1.2.2Policy-Based Network Resource Management

The term Policy Based Resource Management is often used to imply the use of specific resources to perform a specific application. For example a particular application may require a 10 Gbps path from point A to B, and policy routing will ensure that all the links in the path from A to B are set to give the application 10 Gbps..

In our project, Policy Based Resource Management Policy means that an application knows which users are permitted to perform the application and what resources are required to complete the application work. Rules about what each user is allowed to do and what a Resource will allow are checked before initiating an application. During the execution of an application resources may change, and the application uses its policy to determine how to adapt.

As an example, a researcher requesting to execute an application may be authenticated at his home university as valid current faculty and by a virtual collaboration organization as a valid user of the organization’s application. The application then determines what resources it needs and gets authorization from the organizations owning the resources, possibly using attributes and credentials from the user authorization. In some cases the application will also reserve specific resources or set specific performance parameters on the resources.

In our project, policy will be set at multiple organizations for different resources. User identity and attributes will be set by a home organization, resource policy will be set by the organization owning the resource and application policy will be set as part of defining the application itself. This allows an organization to set a policy allowing some use of its resource by a virtual collaborating organization without giving up ultimate control of the resource.

1.3The State of the Art: Data Sharing Technologies for Group Collaboration

1.3.1Grid QoS Based Scheduling

Grid QoS typically consists of resource discovery, advanced reservation and authorization, and performance monitoring. In this project the resources are assumed to be owned by multiple organizational domains, and may be controlled by one or more Virtual Organizations.

A number of multi-domain scheduling programs have been architectured and implemented. The Global Grid Forum has defined GARA (General purpose Architecture for Reservation and Allocation) [Grid-Reserve, GARA, End-to-End] as a resource allocation architecture within OGSA [G-QoSM]. GARA supports resource discovery and advance reservations of resources. One implementation is the GARANET testbed [GARANET] which does discovery, reservation and includes policy based QoS allocation.

Senapathi [QoS-Aware] uses application profiled data to provide the best match between application parameters and system resources. Sphinx [SPHINX] developed a framework for policy based scheduling and QoS in grid computing, and it supports grid resource allocation and allows different privileges to various classes of requests, users and groups.

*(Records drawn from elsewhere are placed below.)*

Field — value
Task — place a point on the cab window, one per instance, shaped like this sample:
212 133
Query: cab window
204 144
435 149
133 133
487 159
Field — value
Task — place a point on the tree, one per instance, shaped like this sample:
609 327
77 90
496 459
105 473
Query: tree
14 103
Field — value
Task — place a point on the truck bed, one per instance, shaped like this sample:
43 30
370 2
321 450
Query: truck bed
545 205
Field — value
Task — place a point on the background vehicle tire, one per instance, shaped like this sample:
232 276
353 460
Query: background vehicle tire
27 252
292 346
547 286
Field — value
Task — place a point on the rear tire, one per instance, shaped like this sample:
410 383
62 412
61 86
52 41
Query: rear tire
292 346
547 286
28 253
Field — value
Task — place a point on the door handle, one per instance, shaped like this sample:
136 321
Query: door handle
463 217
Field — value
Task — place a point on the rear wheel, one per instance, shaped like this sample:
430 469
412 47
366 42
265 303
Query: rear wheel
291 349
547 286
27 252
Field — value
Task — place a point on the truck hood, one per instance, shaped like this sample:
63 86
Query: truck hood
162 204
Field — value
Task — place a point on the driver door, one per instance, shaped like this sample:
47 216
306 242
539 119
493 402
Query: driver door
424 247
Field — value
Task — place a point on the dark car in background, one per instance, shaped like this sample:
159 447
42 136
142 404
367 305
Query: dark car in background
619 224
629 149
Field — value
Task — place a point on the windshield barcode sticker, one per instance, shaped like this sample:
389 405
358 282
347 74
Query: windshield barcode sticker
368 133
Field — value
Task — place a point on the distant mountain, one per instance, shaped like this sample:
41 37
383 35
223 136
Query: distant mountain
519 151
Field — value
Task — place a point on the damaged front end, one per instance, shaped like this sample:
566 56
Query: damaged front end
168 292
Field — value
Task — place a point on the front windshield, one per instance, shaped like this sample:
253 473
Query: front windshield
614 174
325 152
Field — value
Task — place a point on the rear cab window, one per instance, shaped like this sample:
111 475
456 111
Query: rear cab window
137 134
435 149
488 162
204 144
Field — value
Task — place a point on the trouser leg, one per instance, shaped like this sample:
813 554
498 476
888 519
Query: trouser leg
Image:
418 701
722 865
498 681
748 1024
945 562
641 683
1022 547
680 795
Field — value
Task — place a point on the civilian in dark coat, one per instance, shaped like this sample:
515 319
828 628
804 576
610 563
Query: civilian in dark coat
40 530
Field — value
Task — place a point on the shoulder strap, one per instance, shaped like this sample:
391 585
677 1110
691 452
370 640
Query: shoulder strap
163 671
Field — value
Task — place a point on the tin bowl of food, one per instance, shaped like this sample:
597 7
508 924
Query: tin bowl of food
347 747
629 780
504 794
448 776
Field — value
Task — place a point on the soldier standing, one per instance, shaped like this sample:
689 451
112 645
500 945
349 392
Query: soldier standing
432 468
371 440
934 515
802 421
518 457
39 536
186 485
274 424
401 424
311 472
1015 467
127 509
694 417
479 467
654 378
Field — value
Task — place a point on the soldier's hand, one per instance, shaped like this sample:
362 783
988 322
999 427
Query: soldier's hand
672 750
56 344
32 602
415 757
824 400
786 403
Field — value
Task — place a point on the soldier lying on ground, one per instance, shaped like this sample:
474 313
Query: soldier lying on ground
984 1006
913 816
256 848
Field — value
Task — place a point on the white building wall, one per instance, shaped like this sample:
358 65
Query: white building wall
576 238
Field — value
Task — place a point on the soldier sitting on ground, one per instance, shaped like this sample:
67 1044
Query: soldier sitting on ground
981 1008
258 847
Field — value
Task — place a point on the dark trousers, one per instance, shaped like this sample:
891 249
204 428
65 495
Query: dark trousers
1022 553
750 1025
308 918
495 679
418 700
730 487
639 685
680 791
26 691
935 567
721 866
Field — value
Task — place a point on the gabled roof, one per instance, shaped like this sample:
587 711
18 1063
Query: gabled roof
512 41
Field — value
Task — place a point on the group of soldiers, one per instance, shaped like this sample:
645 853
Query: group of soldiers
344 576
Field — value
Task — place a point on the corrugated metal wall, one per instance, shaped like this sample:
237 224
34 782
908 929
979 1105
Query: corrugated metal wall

A widely used scheduling program Condor [Condor] and its Grid supporting front end Condor G(rid)[Condor G] have been developed at the University of Wisconsin. Condor is a scheduling program used to manage computing clusters which has been widely used to support intra domain computer clusters. Condor G is a job management and scheduling front end that uses the Globus toolkit to start jobs on remote systems; it can be used as a front end to Condor or other scheduling systems to support resource scheduling across multiple organizational domains. Condor G, as well as several other scheduling programs (e.g. SUN One), interface with resources using GRAM (Globus Resource Allocation Manager). This is an interface that presents a common interface to the scheduler and has a resource specific interface to translate commands and information.